И, шагая по безлюдной Калсадинье, Жоан Гоувейя доверительно открыл фидалго, что Кавалейро только ищет предлога, чтобы возобновить дружбу со стариной Гонсало. Не далее как на прошлой неделе Кавалейро говорил буквально следующее: «Среди всего нашего поколения я не знаю ни одного человека с таким несомненным, прекрасным политическим будущим, как Гонсало. У него есть все: великолепные способности, имя, личное обаяние, дар слова… Все! Я по-прежнему искренне привязан к Гонсало и очень, очень желал бы видеть его в парламенте».
— Собственные его слова, дорогой мой!.. Он говорил это дней пять-шесть тому назад в Оливейре, когда мы сидели у него в саду за кофе.
Гонсало впитывал в себя эти речи. Лицо его пылало. С трудом подыскивая слова, как бы обнажая самую сокровенную глубь своей души, он проговорил:
— По правде говоря, я тоже по-прежнему люблю Кавалейро. А что до счетов между нами… Пора их забыть… Все это давно кончилось, ушло в небытие, все это теперь так же несущественно, как распри Горациев и Куриациев…* Ты прав: между нами нет пролитой крови.
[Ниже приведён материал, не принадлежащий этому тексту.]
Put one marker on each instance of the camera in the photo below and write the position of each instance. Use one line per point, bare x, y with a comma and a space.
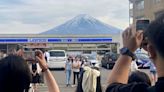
142, 24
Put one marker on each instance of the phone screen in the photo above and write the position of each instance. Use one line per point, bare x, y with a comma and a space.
142, 25
29, 55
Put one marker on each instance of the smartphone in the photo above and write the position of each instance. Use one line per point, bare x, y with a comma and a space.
142, 24
29, 55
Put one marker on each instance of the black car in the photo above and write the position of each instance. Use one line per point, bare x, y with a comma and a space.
108, 60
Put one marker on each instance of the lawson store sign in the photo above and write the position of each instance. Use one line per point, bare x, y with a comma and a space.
55, 40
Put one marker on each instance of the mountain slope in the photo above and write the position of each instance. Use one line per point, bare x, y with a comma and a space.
83, 25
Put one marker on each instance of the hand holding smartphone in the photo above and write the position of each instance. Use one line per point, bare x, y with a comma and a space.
142, 25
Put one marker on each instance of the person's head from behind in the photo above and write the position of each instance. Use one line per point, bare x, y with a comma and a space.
14, 74
139, 77
155, 37
89, 80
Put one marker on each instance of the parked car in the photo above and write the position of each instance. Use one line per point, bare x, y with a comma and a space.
108, 60
141, 60
57, 58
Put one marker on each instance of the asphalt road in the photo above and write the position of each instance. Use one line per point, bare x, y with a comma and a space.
60, 78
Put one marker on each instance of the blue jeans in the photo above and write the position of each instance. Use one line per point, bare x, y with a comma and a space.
68, 76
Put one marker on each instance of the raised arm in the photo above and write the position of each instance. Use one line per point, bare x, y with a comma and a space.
120, 72
50, 80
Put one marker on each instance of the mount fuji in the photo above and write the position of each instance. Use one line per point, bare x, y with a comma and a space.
83, 25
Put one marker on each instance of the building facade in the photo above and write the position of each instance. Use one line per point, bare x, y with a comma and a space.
145, 9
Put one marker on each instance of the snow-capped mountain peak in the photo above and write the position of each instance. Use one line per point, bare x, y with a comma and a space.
81, 25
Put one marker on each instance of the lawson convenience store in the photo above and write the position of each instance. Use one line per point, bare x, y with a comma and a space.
65, 42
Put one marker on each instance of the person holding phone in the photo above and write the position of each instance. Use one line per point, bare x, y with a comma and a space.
132, 40
15, 74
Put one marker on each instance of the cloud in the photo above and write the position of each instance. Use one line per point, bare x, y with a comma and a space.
40, 14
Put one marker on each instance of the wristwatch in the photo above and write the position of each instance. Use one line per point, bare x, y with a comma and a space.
126, 51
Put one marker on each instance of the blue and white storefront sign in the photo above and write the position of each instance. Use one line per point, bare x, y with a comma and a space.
55, 40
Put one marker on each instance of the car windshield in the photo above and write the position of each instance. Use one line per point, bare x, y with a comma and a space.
57, 53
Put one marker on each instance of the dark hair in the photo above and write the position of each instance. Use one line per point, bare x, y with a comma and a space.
14, 74
79, 86
155, 34
138, 76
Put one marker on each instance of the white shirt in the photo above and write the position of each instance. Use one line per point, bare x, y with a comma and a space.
76, 66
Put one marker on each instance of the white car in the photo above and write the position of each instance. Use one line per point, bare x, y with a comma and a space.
57, 58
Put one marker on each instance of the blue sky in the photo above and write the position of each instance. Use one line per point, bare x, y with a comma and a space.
35, 16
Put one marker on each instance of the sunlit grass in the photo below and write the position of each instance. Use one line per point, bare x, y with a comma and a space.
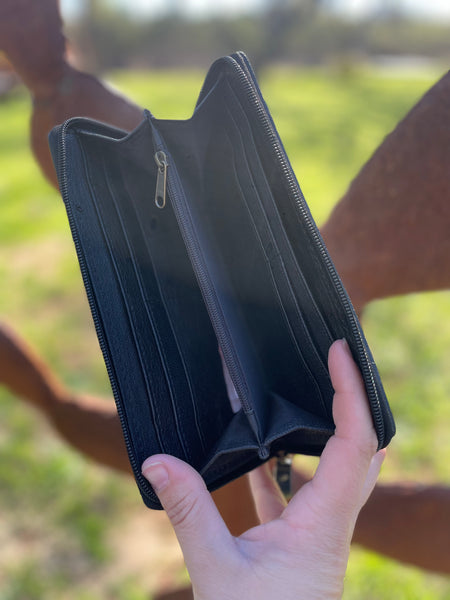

Да что! Мы вместе росли, жили как братья, одной жизнью… Поверишь ли, Гоувейя? Каждый раз, как я его вижу, у меня даже сердце щемит, так хочется подойти к нему и крикнуть: «Ах, Андре! Тучи давно развеялись, дай обнять тебя!» Право, если я до сих пор этого не сделал, то из одной только застенчивости… Все это одна застенчивость! А я, ей-богу, готов хоть сейчас помириться, от всей души! Только вот как он?.. Ведь, по правде говоря, Гоувейя, я в своих заметках не щадил Кавалейро!
Жоан Гоувейя остановился, вскинув трость на плечо и глядя на фидалго с добродушной усмешкой,
— В твоих заметках? А что, собственно, ты писал в своих заметках? Что сеньор губернатор деспот и донжуан?.. Дорогой мой друг! Всякому только лестно, если политические противники укоряют его тем, что он деспот и донжуан! Ты воображаешь, что обидел его? Да он был просто в восторге!
Фидалго с беспокойством возразил:
— Пожалуй! Но намеки на закрученные усы, на курчавый чубчик…
— Ах, Гонсалиньо! Красивые волнистые волосы и подкрученные усы — не такой уж изъян, чтобы их стыдиться! Напротив!.. Женщинам это нравится. Ты думал, что выставил Кавалейро в смешном свете? Ничуть не бывало! Просто-напросто ты оповестил всех дам и девиц, читающих «Портский вестник», что есть на свете красивый малый, занимающий должность губернатора в Оливейре.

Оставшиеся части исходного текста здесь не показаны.